Broadcast: September 2014
Watched: February 2022
One quote for each plot: “Did we come to the end of the universe because of a nursery rhyme?”
Or: “You said you had a date, I thought I better hide in the bedroom in case you brought him home.”
It’s great, but it doesn’t get me on the gut level like it should. (Oh, except for one moment – the shot of the War Doctor does for some reason, probably fan brain in action.) I think maybe it’s one of those that works best with the shock of the new. All the same, I do love that its starting point is a childhood nightmare like Blink or The Empty Child, and it’s clearly just Moffat wanting to take another pass at an idea he thinks a guest writer didn’t quite nail last year (honestly, it shares so much with Hide it’s hilarious)... but he still ends up writing an origin story for Doctor Who by mistake.
Loads of great bits. The intro – the Doctor sitting in the lotus position on top of the TARDIS, the random nature tours (though “perfect” hunting is surely bollocks) – is fantastic. Ditto the way we cut to Clara on a bad date, mythic Moffat switching seamlessly to sitcom Moffat (his work surely contains the vast majority of bad dates ever seen in Doctor Who). The way it ends on montage (Gallifrey, saying goodbye to Orson, inside the TARDIS, jumping on Danny) with a Clara voiceover feels like an inversion of many a Moffat pre-credit sequences.
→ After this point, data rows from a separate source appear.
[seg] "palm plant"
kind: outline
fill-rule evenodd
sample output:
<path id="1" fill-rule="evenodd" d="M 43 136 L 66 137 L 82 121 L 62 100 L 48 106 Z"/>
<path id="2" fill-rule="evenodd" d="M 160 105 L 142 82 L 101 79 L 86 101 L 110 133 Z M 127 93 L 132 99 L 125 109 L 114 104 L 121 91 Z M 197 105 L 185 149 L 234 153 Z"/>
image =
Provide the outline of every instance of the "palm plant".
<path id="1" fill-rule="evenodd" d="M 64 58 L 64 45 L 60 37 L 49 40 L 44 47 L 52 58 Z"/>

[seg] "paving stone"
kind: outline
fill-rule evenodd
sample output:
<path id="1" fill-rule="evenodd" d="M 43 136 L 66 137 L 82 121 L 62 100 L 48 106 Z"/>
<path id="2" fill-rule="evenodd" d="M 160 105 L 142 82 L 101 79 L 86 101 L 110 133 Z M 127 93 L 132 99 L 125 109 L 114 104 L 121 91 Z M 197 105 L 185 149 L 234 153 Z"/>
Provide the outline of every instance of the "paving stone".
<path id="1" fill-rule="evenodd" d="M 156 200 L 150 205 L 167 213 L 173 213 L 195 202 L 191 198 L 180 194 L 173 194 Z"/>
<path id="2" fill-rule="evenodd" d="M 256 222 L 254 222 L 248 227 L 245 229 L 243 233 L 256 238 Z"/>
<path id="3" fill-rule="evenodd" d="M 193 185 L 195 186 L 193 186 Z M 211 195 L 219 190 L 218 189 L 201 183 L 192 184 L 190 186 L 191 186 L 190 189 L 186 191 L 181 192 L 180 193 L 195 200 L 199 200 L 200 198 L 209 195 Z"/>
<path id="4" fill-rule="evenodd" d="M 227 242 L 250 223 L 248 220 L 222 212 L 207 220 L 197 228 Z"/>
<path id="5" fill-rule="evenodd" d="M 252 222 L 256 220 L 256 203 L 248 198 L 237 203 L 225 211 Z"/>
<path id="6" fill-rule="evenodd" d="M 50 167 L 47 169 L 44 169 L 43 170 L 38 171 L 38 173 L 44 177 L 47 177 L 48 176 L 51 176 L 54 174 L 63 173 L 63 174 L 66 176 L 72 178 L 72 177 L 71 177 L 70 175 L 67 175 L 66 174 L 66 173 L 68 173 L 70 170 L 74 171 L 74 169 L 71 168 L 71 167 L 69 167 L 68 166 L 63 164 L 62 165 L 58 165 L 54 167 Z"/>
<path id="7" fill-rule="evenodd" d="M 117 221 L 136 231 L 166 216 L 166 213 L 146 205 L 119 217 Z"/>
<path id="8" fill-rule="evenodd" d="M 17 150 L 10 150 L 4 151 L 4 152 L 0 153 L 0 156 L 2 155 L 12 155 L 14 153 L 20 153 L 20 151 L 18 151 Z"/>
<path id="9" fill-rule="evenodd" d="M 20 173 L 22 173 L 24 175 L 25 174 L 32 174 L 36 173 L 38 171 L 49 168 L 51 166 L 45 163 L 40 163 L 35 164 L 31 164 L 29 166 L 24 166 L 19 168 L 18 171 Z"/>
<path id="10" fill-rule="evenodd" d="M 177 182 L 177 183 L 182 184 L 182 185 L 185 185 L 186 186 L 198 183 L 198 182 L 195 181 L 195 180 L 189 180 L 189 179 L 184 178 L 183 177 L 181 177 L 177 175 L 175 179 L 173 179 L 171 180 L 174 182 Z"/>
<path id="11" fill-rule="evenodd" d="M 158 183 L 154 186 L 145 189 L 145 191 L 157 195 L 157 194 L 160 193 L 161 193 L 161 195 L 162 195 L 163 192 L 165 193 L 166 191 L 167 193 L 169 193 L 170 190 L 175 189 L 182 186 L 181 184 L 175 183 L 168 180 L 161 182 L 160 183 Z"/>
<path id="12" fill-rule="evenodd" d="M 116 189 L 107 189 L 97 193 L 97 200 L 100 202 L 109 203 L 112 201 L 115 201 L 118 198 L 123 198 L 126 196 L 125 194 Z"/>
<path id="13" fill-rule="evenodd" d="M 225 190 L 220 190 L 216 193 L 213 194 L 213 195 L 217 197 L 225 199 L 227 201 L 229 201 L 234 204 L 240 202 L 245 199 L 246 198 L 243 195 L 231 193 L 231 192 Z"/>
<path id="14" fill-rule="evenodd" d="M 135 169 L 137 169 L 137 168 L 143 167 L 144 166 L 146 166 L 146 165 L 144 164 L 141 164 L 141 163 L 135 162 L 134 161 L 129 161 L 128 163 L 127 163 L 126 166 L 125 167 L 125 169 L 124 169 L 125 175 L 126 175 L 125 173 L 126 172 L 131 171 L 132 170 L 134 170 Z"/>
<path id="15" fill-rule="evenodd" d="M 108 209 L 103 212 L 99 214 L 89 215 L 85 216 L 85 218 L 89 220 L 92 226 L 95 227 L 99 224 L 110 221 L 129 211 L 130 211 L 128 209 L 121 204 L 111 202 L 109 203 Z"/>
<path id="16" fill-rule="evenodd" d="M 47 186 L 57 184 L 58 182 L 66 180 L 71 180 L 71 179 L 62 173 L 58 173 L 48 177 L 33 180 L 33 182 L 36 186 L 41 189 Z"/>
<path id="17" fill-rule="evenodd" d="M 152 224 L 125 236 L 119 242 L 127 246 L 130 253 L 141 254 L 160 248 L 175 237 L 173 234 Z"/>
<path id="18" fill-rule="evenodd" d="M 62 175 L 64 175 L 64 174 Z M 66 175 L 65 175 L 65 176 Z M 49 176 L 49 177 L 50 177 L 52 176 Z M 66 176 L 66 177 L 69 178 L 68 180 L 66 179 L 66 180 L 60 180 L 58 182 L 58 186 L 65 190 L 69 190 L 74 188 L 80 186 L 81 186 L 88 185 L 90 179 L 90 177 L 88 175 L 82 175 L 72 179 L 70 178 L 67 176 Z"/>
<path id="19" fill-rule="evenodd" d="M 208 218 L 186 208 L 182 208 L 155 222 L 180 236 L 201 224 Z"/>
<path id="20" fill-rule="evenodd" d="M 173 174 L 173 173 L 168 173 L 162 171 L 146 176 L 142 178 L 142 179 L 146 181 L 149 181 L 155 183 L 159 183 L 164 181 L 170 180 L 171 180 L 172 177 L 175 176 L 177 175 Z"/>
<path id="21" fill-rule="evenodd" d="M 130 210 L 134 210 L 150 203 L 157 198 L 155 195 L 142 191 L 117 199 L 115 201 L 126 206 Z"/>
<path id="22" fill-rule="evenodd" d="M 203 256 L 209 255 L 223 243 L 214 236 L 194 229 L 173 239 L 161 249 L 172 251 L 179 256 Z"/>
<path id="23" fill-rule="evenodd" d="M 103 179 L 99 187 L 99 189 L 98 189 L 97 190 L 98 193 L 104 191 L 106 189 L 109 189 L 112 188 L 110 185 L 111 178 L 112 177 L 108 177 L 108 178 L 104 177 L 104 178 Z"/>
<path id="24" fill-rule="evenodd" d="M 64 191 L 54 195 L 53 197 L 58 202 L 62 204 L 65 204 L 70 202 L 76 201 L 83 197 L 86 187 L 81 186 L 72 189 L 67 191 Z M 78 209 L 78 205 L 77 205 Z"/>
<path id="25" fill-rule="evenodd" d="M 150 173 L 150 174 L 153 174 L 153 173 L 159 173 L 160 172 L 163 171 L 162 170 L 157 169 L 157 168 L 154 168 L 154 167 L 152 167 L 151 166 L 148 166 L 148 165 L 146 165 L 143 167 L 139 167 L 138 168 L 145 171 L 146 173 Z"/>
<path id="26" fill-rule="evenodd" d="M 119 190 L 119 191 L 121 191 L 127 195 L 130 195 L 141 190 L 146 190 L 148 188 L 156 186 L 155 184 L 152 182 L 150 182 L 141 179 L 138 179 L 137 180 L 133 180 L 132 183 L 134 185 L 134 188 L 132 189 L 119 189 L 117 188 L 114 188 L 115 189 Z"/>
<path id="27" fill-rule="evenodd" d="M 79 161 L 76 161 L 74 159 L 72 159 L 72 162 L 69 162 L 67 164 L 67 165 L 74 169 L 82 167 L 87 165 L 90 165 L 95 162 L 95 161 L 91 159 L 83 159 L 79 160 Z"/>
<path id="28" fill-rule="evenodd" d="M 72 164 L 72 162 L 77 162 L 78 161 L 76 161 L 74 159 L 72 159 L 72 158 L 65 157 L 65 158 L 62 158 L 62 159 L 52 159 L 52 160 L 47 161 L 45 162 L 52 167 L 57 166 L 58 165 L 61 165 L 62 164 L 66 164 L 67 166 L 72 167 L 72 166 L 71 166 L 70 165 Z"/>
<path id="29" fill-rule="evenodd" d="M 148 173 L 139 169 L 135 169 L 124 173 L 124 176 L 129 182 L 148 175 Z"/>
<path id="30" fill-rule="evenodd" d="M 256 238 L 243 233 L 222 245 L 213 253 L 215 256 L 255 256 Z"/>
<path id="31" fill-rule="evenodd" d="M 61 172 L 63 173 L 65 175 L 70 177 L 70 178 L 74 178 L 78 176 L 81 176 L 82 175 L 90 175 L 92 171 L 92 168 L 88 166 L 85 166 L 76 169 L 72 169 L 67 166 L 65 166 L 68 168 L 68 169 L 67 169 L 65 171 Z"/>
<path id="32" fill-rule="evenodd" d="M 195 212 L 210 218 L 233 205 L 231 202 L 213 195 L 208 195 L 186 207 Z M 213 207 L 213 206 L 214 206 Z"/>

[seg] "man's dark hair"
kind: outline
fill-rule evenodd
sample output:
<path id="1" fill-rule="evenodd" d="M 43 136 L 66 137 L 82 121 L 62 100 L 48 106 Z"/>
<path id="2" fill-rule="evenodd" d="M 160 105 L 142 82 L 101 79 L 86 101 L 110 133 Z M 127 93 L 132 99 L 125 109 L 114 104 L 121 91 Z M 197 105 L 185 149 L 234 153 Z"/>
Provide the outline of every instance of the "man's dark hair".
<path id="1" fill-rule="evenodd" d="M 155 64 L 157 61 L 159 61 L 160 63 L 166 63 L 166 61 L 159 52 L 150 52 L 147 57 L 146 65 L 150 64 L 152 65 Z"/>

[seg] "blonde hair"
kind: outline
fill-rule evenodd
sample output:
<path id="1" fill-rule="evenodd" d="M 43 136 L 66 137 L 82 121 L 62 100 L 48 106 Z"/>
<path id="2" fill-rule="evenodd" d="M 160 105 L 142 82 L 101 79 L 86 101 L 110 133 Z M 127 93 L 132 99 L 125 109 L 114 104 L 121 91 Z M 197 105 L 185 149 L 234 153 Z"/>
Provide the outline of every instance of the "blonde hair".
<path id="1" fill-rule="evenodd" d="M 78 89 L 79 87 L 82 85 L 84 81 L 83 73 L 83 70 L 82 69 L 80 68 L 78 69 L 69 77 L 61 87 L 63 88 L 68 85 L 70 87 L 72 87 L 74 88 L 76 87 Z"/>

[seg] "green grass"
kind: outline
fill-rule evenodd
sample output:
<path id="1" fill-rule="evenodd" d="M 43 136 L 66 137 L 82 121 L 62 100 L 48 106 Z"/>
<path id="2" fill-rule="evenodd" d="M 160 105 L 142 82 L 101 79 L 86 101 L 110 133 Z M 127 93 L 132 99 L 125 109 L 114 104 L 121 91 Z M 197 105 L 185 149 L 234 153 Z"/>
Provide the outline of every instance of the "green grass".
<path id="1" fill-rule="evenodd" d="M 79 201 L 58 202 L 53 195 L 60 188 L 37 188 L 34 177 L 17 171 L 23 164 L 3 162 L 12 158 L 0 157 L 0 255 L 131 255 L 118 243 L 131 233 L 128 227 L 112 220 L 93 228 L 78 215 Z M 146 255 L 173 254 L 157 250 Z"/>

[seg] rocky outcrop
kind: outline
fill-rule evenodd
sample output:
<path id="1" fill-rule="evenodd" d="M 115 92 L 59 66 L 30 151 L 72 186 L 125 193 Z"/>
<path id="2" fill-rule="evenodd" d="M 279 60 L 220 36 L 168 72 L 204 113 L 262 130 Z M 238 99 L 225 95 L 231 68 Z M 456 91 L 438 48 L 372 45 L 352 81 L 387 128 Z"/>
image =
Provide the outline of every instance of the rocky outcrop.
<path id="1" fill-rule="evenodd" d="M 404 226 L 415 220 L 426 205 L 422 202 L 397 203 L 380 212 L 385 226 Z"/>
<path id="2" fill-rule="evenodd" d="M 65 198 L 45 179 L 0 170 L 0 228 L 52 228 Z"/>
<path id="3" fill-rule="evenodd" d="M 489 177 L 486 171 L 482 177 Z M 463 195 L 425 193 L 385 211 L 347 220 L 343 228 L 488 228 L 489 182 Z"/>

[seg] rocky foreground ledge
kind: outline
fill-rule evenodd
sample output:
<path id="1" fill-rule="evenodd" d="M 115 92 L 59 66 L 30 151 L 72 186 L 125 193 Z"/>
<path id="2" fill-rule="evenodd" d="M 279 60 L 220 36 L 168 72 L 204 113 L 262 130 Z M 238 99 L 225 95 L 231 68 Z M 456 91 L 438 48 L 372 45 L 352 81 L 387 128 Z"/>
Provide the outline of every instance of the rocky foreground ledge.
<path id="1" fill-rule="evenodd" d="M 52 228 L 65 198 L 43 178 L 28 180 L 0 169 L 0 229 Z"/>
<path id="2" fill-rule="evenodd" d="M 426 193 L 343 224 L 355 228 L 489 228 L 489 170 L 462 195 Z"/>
Murray Gold is really working his tits off, the music really sells the idea that This Is Important.
And... maybe this is why it doesn’t work for me as it should. The mythic moment in the Doctor’s past is meant to be balanced by the mythic moment in Clara’s present. We find out who the Doctor was, as we find out who Clara is going to be.
Only – she isn’t going to be that any more. That bad date isn’t the start of the great love affair of her life. Coleman messes up the plan by deciding to do a third year on the show, Danny doesn’t magically come back from the dead, and so Orson Pink winks out of existence. At one point she says, “Thing is, my timeline, it keeps on-” which is meant to cover for it, to imply that things keep shifting. But Clara’s story doesn’t have the gravitas it needs any more.
That said, there’ll always be an episode in which we genuinely don’t know if the monster is a kid messing about plus paranoia or something more, and the fact we don’t know is kind of the point. And that’s pretty cool.
Other things:
There’s a sort of meta reading, in which “Why do we speak out loud when we know we’re alone? Because we know we’re not” is referring to the audience. I like the idea that the entire episode is just here to explain Big Finish narration dialogue.
I love and had forgotten the twist that Clara is the creature that grabs the Doctor’s ankle. Hilarious how mid period Moffat’s main move is “insert Clara into the Doctor’s timeline at random”. In a couple of episodes he’ll make her one of the most important figures in human history, too.
The Doctor’s “need to recharge the TARDIS overnight” thing is slightly undermined by the fact he’s already taken Orson back to 2014.
The voiceover in the Gallifrey sequence is weirdly badly done, they sound entirely unnaturalistic and I can’t work out why.
The show gets away with the deeply uncomfortable moment of the Doctor yelling “do as you’re told” at Clara, only because it’s balanced by her saying the same to him.
Is this sudden fear of being alone related to the fact the Doctor was trapped on Trenzalore for a thousand years?